Monday, September 10, 2012

Canada releases final regulations to curtail greenhouse gas emissions from the coal-fired electricity sector - Saskatchewan seeks separate arrangement with Federal government

"If we want to make headway at reducing emissions we have to take a hard look at coal-fired plants and that's exactly what we have been doing, what we are doing, and what we will do," the Canadian Environment Minister Peter Kent told a press conference in Saskatoon, Saskatchewan recently.

The federal government is proposing new coal plants only be allowed if they can emit less than 375 tonnes of carbon dioxide per gigawatt hour of electricity generated. In the final version, that standard is 420 tonnes. The draft regulations proposed that old coal-fired units would have to meet the targets at 45 years old, which has been moved to 50.
 
Guy Bruce, vice-president of planning, environment and regulatory affairs for SaskPower, the crown utility in the province of Saskatchewan said the announced regulations are a "good balance." The move to 50 years allows SaskPower time to determine if carbon capture is feasible, Bruce said.
 
The Saskatchewan government is seeking a separate deal with Ottawa to handle coal in its own way, while meeting the same end goals set by the federal government. The deal is expected to account for the Boundary Dam plant, where Unit 3 is undergoing a $1.24 billion CAD conversion for carbon capture and storage by 2014. It's expected to be the first commercial scale power plant with a fully integrated carbon capture system, which should help it meet tougher emission rules.

The federal government is taking a sector-by-sector approach to reducing greenhouse gases. Instead of imposing a tax on carbon emissions, or developing a cap-and-trade market that would reward clean energy over high emissions, Ottawa is gradually imposing rules and restrictions on emissions in each polluting sector of the economy. So far, it has rolled out limits for the auto sector and renewable fuels. Coal has been the trickiest sector so far.

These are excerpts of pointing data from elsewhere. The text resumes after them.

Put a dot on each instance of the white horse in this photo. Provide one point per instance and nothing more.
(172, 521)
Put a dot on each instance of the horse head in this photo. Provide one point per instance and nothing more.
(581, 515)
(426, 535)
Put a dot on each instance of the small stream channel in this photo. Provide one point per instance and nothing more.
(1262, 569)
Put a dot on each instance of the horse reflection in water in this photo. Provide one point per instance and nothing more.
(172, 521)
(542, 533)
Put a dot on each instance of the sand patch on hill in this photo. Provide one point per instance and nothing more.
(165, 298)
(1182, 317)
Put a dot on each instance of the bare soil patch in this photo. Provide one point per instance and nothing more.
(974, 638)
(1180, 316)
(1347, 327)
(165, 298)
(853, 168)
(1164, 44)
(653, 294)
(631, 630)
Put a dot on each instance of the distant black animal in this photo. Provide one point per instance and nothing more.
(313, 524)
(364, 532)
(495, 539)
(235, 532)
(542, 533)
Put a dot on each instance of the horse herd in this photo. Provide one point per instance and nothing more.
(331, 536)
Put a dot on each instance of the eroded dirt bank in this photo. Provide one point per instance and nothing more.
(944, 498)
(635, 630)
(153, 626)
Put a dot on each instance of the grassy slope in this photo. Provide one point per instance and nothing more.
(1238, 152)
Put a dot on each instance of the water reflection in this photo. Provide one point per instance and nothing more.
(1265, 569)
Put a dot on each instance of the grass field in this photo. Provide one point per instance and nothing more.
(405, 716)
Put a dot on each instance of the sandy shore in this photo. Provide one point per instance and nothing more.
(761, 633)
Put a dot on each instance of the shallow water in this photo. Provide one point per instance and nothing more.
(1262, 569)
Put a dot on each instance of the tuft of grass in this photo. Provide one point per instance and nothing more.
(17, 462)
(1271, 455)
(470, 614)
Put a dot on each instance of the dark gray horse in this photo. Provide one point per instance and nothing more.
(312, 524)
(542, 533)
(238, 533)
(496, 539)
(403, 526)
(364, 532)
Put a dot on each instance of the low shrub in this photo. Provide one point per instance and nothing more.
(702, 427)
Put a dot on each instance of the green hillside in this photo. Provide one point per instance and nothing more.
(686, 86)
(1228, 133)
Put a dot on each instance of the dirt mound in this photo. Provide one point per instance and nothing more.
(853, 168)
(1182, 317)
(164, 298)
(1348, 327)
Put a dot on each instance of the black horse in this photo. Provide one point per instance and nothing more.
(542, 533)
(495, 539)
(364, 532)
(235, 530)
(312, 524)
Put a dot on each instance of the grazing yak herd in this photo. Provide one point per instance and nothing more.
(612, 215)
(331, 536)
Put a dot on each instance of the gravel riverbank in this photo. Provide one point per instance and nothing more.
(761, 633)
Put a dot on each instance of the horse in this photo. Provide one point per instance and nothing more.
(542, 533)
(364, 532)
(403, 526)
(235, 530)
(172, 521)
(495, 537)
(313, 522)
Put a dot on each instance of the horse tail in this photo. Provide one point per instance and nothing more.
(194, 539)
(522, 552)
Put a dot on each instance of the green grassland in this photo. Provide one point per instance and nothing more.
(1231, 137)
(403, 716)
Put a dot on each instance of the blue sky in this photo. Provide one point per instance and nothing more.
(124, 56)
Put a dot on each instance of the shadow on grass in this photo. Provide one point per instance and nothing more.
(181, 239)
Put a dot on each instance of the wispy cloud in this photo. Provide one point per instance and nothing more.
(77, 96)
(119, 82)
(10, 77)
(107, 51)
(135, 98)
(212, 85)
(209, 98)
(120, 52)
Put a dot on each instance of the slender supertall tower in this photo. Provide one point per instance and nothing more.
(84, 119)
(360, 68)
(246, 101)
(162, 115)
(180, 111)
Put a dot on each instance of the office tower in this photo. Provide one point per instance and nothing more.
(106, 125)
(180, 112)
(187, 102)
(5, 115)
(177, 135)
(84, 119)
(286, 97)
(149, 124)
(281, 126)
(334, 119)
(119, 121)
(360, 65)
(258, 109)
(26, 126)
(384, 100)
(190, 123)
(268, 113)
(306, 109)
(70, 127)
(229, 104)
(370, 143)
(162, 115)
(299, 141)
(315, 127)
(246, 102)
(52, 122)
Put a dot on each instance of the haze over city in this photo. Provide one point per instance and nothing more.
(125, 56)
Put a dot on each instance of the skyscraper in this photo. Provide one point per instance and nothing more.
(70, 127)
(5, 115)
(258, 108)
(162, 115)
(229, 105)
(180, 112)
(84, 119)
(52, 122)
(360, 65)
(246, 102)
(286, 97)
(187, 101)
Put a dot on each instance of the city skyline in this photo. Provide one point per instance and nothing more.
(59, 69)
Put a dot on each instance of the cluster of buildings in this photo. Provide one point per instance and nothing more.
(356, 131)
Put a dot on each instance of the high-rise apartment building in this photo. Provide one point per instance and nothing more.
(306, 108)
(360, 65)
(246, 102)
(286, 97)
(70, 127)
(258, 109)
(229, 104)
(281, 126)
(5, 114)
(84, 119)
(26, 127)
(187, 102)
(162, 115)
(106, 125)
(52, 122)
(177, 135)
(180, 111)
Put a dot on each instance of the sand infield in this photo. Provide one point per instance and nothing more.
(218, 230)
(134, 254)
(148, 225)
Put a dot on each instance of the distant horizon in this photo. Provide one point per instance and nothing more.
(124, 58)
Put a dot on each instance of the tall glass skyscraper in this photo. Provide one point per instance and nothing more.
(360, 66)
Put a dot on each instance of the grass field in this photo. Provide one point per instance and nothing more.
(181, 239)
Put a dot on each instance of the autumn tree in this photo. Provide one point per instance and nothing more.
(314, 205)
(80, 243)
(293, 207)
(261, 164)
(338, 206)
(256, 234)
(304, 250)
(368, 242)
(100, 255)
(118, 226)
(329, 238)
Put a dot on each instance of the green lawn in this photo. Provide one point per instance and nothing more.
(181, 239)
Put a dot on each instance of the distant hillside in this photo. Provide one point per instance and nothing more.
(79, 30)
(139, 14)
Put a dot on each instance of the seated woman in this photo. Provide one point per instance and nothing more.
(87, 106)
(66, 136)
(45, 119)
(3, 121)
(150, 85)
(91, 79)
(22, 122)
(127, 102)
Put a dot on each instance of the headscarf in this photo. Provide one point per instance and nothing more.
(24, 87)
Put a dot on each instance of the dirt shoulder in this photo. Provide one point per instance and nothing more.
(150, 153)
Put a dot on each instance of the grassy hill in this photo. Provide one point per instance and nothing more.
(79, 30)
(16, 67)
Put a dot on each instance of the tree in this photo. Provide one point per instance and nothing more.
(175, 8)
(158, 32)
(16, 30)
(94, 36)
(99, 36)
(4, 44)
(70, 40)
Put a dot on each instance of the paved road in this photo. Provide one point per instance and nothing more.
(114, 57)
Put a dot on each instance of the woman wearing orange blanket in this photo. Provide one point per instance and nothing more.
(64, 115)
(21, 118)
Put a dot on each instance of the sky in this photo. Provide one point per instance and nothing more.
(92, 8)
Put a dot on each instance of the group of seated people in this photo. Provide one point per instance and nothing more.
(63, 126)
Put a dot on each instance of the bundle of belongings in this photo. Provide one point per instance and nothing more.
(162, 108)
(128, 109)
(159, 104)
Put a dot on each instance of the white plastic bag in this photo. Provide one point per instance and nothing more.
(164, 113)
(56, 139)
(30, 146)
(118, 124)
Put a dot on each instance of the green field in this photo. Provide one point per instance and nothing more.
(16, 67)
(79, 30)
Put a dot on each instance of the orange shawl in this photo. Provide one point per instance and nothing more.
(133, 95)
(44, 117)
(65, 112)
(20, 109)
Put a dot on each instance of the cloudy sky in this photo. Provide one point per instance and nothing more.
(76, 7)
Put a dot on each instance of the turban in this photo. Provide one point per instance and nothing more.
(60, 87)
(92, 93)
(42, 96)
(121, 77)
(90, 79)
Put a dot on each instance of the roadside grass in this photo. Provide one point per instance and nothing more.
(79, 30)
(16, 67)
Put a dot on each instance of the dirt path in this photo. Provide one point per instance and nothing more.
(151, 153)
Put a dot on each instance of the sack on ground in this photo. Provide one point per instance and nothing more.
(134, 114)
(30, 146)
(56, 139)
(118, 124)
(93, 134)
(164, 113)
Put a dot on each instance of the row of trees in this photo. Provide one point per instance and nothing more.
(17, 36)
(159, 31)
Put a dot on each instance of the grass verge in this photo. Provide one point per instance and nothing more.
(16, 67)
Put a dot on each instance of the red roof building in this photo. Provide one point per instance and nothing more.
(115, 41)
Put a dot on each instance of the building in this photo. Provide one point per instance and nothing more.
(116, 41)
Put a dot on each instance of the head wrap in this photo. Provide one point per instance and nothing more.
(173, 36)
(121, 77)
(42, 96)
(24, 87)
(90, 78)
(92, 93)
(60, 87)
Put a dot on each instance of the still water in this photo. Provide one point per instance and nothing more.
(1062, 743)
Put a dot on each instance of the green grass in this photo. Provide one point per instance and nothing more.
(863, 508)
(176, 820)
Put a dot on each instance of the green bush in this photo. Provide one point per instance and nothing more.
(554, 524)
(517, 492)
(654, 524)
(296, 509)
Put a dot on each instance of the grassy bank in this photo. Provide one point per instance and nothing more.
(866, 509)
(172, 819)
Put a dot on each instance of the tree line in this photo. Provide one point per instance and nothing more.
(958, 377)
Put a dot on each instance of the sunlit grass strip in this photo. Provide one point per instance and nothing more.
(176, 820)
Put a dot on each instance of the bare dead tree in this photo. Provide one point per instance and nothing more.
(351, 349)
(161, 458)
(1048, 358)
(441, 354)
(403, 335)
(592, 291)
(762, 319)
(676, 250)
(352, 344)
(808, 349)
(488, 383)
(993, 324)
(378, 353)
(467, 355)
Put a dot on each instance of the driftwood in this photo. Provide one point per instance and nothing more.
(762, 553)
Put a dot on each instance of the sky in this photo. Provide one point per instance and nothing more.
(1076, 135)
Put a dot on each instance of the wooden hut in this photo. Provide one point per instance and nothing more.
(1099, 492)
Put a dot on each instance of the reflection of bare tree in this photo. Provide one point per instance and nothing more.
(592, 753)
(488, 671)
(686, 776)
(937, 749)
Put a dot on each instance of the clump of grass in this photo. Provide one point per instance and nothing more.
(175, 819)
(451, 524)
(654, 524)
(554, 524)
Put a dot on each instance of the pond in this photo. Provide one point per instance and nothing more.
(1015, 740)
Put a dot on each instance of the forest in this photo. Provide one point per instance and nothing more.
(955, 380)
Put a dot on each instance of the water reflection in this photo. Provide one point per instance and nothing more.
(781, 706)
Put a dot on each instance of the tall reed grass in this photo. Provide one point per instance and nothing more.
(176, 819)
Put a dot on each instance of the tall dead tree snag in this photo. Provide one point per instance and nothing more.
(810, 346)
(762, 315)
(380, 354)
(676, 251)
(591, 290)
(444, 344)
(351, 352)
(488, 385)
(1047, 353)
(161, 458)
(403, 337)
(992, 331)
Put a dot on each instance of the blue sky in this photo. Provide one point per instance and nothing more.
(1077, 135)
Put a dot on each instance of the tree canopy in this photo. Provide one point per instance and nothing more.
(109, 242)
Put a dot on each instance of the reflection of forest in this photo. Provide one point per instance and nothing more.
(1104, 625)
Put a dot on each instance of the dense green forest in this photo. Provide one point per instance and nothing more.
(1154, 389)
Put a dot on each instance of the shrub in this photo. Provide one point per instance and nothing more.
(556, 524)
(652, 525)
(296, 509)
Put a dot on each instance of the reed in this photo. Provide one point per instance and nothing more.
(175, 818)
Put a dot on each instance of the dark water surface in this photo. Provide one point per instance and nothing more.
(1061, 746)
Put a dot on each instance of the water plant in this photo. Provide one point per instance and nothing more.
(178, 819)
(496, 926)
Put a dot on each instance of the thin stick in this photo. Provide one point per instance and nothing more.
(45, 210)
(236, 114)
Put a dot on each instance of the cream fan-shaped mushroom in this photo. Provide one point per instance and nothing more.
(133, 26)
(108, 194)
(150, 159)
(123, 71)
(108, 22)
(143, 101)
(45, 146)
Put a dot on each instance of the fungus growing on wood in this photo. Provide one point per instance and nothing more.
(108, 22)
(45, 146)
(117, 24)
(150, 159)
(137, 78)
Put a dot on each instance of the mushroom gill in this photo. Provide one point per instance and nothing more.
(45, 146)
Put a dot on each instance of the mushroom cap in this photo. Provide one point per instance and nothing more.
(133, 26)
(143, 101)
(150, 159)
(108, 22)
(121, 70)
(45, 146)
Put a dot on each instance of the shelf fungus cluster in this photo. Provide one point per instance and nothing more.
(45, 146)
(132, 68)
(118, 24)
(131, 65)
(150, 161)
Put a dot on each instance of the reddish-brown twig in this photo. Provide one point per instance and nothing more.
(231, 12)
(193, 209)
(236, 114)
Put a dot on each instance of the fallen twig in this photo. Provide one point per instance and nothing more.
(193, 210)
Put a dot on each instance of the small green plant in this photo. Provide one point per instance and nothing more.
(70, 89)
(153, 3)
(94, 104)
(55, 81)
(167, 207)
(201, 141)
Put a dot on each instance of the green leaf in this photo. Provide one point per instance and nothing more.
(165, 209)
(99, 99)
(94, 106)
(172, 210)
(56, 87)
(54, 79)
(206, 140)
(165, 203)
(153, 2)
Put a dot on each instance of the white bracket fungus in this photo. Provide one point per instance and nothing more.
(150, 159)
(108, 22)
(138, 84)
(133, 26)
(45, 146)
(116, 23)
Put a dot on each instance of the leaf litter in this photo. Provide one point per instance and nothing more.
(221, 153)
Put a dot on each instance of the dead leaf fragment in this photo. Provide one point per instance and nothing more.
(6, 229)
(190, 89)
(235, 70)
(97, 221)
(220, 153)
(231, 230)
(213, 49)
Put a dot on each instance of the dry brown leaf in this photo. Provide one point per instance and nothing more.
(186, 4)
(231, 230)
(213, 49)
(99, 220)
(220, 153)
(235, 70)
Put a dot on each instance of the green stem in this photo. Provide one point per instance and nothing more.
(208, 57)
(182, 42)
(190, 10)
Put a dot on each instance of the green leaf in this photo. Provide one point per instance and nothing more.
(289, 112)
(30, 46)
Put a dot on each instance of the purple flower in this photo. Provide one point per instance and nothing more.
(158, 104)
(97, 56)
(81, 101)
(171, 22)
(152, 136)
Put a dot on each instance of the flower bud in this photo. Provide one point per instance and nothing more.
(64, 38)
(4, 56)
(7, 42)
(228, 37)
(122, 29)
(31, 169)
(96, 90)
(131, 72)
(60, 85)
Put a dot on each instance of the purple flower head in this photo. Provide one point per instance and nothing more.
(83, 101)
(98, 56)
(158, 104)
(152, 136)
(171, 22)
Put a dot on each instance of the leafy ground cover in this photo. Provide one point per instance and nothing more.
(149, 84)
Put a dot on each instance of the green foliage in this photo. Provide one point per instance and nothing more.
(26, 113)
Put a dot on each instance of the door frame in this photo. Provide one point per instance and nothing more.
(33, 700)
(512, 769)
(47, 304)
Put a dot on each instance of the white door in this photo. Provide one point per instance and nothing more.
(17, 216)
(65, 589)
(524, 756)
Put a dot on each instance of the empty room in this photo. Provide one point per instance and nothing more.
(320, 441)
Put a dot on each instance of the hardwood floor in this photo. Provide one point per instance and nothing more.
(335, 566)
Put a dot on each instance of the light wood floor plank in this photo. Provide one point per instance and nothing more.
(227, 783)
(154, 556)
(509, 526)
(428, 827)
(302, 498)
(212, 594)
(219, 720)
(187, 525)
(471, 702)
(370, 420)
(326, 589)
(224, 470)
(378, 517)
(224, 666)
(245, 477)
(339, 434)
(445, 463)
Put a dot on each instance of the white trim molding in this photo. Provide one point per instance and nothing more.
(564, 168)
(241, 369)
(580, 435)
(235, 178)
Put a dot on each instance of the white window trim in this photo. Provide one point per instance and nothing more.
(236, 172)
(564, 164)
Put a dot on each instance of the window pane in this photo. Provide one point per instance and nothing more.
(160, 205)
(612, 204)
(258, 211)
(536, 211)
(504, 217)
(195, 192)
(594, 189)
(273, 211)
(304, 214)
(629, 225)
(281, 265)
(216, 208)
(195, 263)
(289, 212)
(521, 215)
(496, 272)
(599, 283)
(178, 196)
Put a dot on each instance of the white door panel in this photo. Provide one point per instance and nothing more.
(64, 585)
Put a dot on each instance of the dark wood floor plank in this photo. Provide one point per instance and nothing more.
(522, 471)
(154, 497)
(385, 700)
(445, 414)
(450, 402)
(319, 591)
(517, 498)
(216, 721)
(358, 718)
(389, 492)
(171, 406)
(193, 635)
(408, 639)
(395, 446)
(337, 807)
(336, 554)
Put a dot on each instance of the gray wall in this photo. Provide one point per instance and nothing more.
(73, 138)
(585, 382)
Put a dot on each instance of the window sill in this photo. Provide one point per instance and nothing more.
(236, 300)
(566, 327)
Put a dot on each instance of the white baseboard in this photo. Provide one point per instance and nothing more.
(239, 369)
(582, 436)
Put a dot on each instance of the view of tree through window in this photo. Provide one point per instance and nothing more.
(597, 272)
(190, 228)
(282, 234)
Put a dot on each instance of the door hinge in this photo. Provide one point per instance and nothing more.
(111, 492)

But the remaining sectors, especially oil and gas, are expected to be even more thorny, with Alberta's oilpatch already resisting federal attempts to regulate. Draft regulations pertaining to oil and gas are expected next year, possibly in the spring.

Canada has committed to reducing its emissions by 607 megatonnes by 2020, and Kent frequently touts his sector-by-sector approach as the main way for Canada to meet that goal.